The compromise holds the line on property taxes, cuts spending for the third year in a row, and could eliminate up to 15 jobs. It also dips drastically into reserve funds already receiving scrutiny from municipal bond-rating agencies.

"I'm not as proud of the resulting government-service ability as I could be," Commissioners Chairman James R. Matthews said. "But I'm pleased that there were minor concessions made to keep government functioning."

Matthews had said he did not want to be a part of any government that would cut services or dip significantly into savings. He urged his fellow commissioners to consider the county's first tax hike in five years.

But, as usual with this contentious three-man panel, nothing about the final vote came easily.

Commissioner Joseph M. Hoeffel 3d, a Democrat preparing for a 2011 reelection bid, instead suggested a plan to cut 5 percent from nearly all departments.

Bruce L. Castor Jr., the board's resident contrarian since being edged out by a power-sharing agreement struck by his colleagues, said he would consider a tax hike only if the others would agree to a moratorium on many of the policies that have become linchpins of the Matthews-Hoeffel partnership, including planned spending on economic development and open-space preservation.

"Mr. Matthews and Mr. Hoeffel have a responsibility to come up with a balanced budget," Castor said. "They assumed that responsibility freely, and, in fact, sought out that responsibility exclusive of me."

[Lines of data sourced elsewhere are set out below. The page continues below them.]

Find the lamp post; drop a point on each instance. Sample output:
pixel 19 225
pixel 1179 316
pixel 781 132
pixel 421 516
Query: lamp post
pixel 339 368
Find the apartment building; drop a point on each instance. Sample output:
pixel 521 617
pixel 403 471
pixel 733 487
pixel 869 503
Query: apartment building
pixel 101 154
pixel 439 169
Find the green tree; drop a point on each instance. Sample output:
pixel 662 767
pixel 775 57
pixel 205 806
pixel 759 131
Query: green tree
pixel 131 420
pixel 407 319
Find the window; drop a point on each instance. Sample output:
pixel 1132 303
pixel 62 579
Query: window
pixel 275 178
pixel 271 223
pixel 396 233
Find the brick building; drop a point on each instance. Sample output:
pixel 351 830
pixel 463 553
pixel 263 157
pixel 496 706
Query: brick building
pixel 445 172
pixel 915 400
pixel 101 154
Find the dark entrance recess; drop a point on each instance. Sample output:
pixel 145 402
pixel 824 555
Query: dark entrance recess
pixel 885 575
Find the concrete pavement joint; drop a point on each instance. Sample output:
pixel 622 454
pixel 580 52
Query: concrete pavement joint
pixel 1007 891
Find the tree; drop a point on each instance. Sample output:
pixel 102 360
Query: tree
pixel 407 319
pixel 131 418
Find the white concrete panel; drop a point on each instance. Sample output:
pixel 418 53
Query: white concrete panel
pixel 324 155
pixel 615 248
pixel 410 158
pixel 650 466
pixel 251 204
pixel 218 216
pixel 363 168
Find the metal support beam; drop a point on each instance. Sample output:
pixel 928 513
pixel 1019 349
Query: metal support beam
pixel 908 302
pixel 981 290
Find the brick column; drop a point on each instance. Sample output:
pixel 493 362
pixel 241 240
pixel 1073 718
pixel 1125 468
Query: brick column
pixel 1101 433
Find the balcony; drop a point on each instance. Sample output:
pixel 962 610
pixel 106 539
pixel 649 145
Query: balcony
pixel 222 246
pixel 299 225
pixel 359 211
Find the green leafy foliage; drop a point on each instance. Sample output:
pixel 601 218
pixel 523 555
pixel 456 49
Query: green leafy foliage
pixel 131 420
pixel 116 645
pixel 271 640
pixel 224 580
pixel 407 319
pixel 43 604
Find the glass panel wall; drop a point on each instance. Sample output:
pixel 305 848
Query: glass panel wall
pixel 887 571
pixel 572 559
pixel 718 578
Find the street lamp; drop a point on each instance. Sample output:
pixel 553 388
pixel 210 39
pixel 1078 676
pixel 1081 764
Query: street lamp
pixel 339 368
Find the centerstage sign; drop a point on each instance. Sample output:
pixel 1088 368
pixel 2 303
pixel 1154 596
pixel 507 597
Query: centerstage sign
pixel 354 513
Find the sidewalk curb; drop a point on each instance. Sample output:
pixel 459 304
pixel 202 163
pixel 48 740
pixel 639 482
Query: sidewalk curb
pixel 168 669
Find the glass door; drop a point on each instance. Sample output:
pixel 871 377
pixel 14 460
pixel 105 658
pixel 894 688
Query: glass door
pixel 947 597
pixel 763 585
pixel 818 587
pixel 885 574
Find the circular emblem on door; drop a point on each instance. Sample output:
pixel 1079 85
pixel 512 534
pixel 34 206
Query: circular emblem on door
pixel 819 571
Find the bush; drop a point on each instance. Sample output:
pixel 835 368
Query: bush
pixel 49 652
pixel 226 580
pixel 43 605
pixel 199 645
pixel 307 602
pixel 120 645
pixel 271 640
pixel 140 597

At one point, all three appeared so set in their positions it appeared unlikely any would give up the ground necessary for a vote. But after several breaks, the trio returned with Matthews agreeing to draw on the reserve funds and Hoeffel willing to limit his requested cuts.

Underlying Wednesday's wrangling, Montgomery County for the first time in recent memory stands in jeopardy of losing its AAA bond rating - which allows it to borrow money at the lowest interest rates available to government entities.

Moody's Investors Service gave the county's rating a "negative outlook" last month - a warning shot before analysts decide on a downgrade.

The 2011 budget will leave the county with a $24.5 million fund balance, equal to about 6 percent of the operating budget and significantly below the 10 percent sought for the rating agency's highest evaluation.

"It is egregiously lower than what the bond boys would like to see, but that rating is [ultimately] arbitrary," Matthews said, striking a different tone after Wednesday's vote. "What is not arbitrary is, the courts must open, the courts must operate, and the elderly must be fed."